# Need Help with Sedona FP ink pump.



## Rangertrek (Jun 24, 2010)

I don't have a lot of experience with fountain pens, so need some help.  I also don't have another kit in stock to check out the problem.  Re: Sedona FP using an ink pump.

The client indicates the ink pump is not "seating" to the nib properly.  Question is - does the pump "snap" to the nib?
Or what type of connection is correct?
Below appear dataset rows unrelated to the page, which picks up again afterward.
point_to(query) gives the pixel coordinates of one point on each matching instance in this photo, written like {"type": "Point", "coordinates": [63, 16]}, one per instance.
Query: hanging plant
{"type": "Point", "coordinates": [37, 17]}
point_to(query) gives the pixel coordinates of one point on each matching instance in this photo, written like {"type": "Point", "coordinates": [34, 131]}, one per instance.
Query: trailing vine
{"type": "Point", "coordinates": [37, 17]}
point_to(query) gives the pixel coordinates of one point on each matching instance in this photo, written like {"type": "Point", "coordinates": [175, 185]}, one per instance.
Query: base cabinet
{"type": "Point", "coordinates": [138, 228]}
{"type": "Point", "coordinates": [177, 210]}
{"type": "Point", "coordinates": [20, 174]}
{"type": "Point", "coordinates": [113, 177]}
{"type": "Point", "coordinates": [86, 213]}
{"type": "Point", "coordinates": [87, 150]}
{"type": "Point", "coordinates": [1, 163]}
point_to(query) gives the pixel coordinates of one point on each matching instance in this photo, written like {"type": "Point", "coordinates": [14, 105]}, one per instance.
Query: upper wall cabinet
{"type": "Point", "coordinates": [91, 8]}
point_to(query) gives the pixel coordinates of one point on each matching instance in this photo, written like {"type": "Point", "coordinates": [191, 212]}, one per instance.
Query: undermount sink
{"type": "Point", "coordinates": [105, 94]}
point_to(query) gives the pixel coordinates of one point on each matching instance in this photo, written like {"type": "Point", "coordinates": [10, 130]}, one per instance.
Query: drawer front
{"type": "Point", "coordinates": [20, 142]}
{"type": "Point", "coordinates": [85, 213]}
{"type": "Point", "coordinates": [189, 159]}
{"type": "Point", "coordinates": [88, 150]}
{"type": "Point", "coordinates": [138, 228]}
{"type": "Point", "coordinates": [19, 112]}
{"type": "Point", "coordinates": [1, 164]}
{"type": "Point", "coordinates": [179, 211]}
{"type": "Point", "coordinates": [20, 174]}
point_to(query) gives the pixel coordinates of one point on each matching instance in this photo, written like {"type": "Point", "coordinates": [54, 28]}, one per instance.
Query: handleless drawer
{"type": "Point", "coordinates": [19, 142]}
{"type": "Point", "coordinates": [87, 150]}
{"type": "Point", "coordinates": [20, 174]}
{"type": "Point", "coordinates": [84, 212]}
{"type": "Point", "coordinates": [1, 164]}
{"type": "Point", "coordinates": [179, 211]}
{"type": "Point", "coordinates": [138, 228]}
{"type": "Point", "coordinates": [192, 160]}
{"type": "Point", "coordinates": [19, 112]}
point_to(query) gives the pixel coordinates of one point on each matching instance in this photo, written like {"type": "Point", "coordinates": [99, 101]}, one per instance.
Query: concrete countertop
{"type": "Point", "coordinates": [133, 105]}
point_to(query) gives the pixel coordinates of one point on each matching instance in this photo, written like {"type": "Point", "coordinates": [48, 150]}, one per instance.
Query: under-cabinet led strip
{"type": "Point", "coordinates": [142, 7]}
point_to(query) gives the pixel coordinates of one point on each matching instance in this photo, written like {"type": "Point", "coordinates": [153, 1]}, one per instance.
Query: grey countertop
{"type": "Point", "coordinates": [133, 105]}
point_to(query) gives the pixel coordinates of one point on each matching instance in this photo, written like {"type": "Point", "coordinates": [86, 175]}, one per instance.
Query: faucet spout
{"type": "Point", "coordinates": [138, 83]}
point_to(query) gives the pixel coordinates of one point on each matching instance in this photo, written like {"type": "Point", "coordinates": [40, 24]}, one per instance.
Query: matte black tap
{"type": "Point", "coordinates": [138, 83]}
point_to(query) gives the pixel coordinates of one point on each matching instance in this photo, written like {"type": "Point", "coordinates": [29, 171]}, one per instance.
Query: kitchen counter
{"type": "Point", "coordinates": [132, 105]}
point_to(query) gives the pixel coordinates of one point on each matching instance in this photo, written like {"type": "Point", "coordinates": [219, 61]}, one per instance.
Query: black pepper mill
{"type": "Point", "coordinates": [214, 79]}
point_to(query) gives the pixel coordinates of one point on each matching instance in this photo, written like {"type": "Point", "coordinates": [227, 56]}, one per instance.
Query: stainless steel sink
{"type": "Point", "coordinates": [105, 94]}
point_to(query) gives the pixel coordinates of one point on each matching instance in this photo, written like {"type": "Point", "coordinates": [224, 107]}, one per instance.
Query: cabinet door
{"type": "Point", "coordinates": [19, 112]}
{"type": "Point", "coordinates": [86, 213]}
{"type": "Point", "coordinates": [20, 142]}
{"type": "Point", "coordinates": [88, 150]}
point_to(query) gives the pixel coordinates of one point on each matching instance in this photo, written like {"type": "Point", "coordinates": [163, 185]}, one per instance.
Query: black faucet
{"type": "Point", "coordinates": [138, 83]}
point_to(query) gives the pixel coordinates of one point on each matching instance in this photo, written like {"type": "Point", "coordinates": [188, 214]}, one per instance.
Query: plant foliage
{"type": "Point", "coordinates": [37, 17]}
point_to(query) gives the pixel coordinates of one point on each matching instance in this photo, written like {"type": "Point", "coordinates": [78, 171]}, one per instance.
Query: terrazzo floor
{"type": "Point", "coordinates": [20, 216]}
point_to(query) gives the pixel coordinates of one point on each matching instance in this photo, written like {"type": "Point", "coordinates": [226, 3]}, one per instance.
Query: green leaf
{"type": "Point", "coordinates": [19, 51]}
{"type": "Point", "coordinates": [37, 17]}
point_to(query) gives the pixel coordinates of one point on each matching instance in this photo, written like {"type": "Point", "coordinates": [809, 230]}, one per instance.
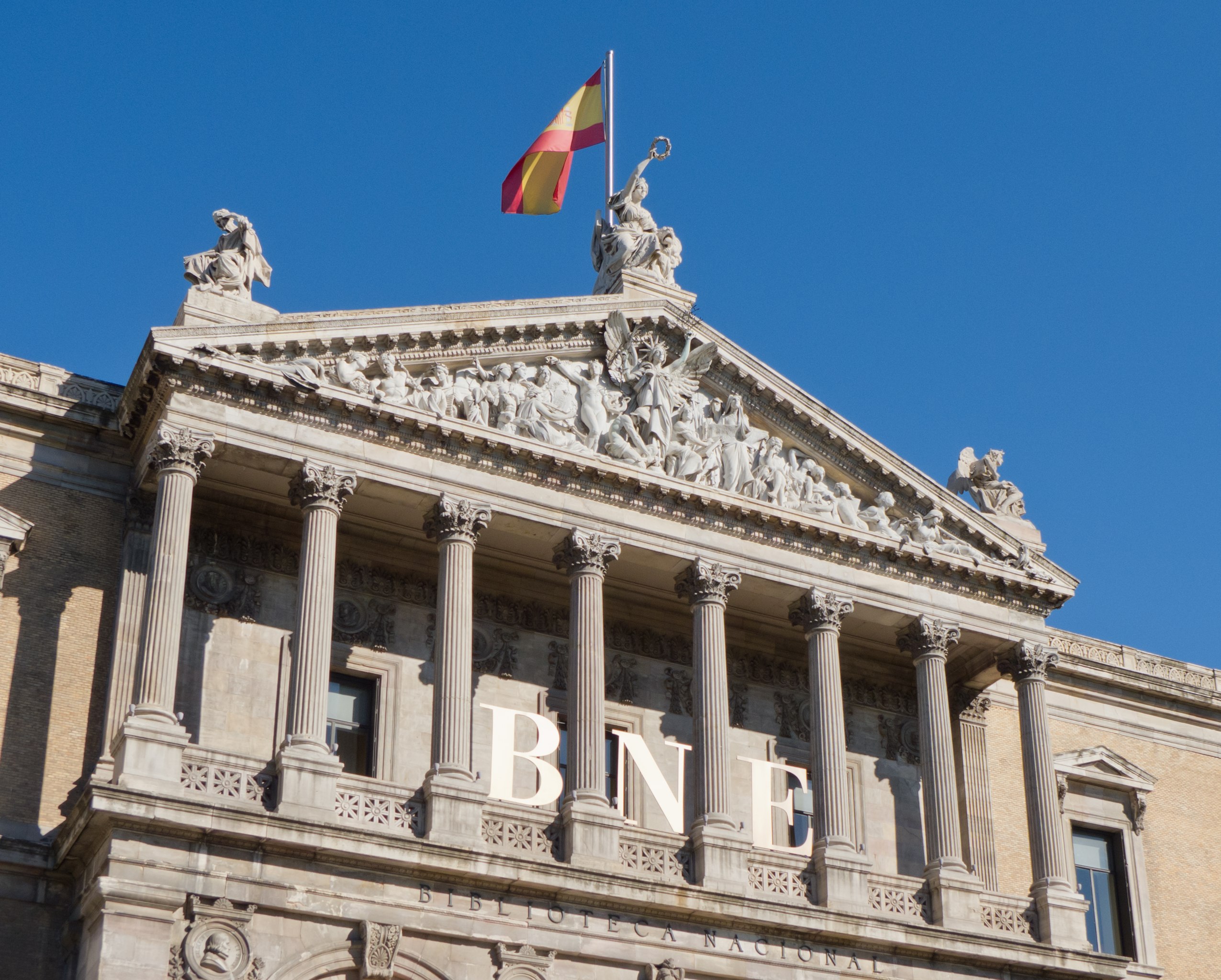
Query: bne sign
{"type": "Point", "coordinates": [630, 745]}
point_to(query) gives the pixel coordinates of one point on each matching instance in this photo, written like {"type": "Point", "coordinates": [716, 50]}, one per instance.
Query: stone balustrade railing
{"type": "Point", "coordinates": [522, 830]}
{"type": "Point", "coordinates": [656, 854]}
{"type": "Point", "coordinates": [227, 777]}
{"type": "Point", "coordinates": [1009, 913]}
{"type": "Point", "coordinates": [778, 875]}
{"type": "Point", "coordinates": [901, 896]}
{"type": "Point", "coordinates": [1113, 655]}
{"type": "Point", "coordinates": [381, 806]}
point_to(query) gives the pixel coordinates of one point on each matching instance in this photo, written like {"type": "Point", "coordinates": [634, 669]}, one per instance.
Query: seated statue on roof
{"type": "Point", "coordinates": [234, 265]}
{"type": "Point", "coordinates": [637, 242]}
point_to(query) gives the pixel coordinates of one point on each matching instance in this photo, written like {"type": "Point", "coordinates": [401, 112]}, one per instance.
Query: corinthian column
{"type": "Point", "coordinates": [954, 891]}
{"type": "Point", "coordinates": [719, 850]}
{"type": "Point", "coordinates": [1062, 911]}
{"type": "Point", "coordinates": [149, 753]}
{"type": "Point", "coordinates": [308, 770]}
{"type": "Point", "coordinates": [841, 872]}
{"type": "Point", "coordinates": [591, 828]}
{"type": "Point", "coordinates": [455, 802]}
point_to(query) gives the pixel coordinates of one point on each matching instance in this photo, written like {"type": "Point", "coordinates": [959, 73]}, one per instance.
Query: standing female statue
{"type": "Point", "coordinates": [637, 242]}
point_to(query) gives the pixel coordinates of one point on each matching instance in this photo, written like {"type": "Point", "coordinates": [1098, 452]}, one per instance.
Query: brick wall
{"type": "Point", "coordinates": [56, 636]}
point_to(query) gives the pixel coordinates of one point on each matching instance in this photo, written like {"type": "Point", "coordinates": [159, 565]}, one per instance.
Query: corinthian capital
{"type": "Point", "coordinates": [819, 611]}
{"type": "Point", "coordinates": [322, 485]}
{"type": "Point", "coordinates": [586, 551]}
{"type": "Point", "coordinates": [927, 636]}
{"type": "Point", "coordinates": [707, 581]}
{"type": "Point", "coordinates": [183, 448]}
{"type": "Point", "coordinates": [1029, 662]}
{"type": "Point", "coordinates": [455, 518]}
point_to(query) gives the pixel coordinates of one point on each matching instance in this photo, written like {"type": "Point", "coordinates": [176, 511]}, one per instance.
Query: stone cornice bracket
{"type": "Point", "coordinates": [455, 518]}
{"type": "Point", "coordinates": [971, 704]}
{"type": "Point", "coordinates": [381, 947]}
{"type": "Point", "coordinates": [819, 611]}
{"type": "Point", "coordinates": [706, 581]}
{"type": "Point", "coordinates": [322, 485]}
{"type": "Point", "coordinates": [181, 449]}
{"type": "Point", "coordinates": [1029, 662]}
{"type": "Point", "coordinates": [929, 636]}
{"type": "Point", "coordinates": [586, 551]}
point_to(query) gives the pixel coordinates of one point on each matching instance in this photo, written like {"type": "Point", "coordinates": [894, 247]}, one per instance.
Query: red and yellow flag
{"type": "Point", "coordinates": [538, 181]}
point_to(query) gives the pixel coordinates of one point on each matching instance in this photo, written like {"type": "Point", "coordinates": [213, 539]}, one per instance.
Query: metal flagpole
{"type": "Point", "coordinates": [608, 88]}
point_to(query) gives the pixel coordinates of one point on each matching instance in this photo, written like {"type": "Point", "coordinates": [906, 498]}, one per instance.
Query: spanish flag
{"type": "Point", "coordinates": [538, 181]}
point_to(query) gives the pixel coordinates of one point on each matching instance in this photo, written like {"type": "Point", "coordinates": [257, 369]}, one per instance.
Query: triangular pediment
{"type": "Point", "coordinates": [604, 384]}
{"type": "Point", "coordinates": [1104, 767]}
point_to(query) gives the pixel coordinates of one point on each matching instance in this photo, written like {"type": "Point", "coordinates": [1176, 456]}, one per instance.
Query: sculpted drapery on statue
{"type": "Point", "coordinates": [235, 264]}
{"type": "Point", "coordinates": [637, 242]}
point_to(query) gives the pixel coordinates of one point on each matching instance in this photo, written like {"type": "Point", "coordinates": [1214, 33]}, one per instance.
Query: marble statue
{"type": "Point", "coordinates": [637, 242]}
{"type": "Point", "coordinates": [981, 479]}
{"type": "Point", "coordinates": [235, 264]}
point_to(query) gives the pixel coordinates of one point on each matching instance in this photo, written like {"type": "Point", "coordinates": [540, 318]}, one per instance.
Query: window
{"type": "Point", "coordinates": [611, 758]}
{"type": "Point", "coordinates": [1102, 881]}
{"type": "Point", "coordinates": [349, 722]}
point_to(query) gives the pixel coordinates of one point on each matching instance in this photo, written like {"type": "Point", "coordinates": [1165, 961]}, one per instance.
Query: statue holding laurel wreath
{"type": "Point", "coordinates": [637, 242]}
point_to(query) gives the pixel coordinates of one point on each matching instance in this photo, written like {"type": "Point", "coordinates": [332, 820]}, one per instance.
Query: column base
{"type": "Point", "coordinates": [843, 878]}
{"type": "Point", "coordinates": [955, 895]}
{"type": "Point", "coordinates": [307, 780]}
{"type": "Point", "coordinates": [591, 835]}
{"type": "Point", "coordinates": [453, 810]}
{"type": "Point", "coordinates": [719, 858]}
{"type": "Point", "coordinates": [148, 756]}
{"type": "Point", "coordinates": [1062, 916]}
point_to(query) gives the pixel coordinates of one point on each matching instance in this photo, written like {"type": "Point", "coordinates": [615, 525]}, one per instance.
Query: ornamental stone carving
{"type": "Point", "coordinates": [586, 551]}
{"type": "Point", "coordinates": [215, 946]}
{"type": "Point", "coordinates": [1029, 662]}
{"type": "Point", "coordinates": [180, 448]}
{"type": "Point", "coordinates": [707, 581]}
{"type": "Point", "coordinates": [456, 518]}
{"type": "Point", "coordinates": [929, 636]}
{"type": "Point", "coordinates": [819, 611]}
{"type": "Point", "coordinates": [381, 946]}
{"type": "Point", "coordinates": [322, 485]}
{"type": "Point", "coordinates": [981, 479]}
{"type": "Point", "coordinates": [234, 265]}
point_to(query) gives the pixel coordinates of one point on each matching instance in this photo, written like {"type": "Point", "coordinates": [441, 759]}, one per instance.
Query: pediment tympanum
{"type": "Point", "coordinates": [659, 393]}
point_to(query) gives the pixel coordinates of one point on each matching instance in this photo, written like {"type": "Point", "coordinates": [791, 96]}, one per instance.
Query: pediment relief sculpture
{"type": "Point", "coordinates": [641, 403]}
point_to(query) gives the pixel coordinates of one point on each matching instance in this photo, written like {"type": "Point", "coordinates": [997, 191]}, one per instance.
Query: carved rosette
{"type": "Point", "coordinates": [455, 518]}
{"type": "Point", "coordinates": [322, 485]}
{"type": "Point", "coordinates": [706, 581]}
{"type": "Point", "coordinates": [586, 551]}
{"type": "Point", "coordinates": [819, 611]}
{"type": "Point", "coordinates": [971, 706]}
{"type": "Point", "coordinates": [181, 449]}
{"type": "Point", "coordinates": [927, 636]}
{"type": "Point", "coordinates": [381, 946]}
{"type": "Point", "coordinates": [1029, 662]}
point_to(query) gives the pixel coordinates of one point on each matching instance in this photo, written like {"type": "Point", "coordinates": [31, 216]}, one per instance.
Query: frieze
{"type": "Point", "coordinates": [994, 584]}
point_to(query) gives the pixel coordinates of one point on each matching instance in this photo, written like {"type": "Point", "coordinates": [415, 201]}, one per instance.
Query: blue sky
{"type": "Point", "coordinates": [989, 225]}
Any help is appreciated.


----------



## DCBluesman (Jun 24, 2010)

It's a press fit but there is no snap.


----------



## ed4copies (Jun 24, 2010)

I have had that raised before.

Always great to have it come up when the customer has all the pieces in HIS hands and you can't see anything.

IF you used the one that comes with it, it should fit--but the pen buyer may be accustomed to a "different" fit, if he uses other types of "pen pumps".

The nicer "pumps" with the metal band around them don't fit very well--in fact some styles don't seat at all.

BEST answer, have him return the pen and you can find a "pump" that fits right and start over.  Any other answer and you are "flying blind".

Good luck---I lost the customer that had this problem--but there were several other problems with that baron, as well.


----------



## Rangertrek (Jun 24, 2010)

Lou, so it's just a tight friction fit?
Does it take a bit of pressure to seat it the first time?


----------



## toddlajoie (Jun 24, 2010)

My experience with the basic pumps of some the mid/low fountains (El Grande, Classic American and Euro Screwcaps) is that the pump needs to be pushed in a good bit harder than you think it should, and it will "pop" into place (not really a snap or click, just a quick firm slide) but I would say the effort is fairly well centered between "that should do it" and "something's gonna break".


----------



## pentex (Jun 24, 2010)

You really need to push hard and there is a snap in type feeling. This was very hard for me to figure out with my first FP.


----------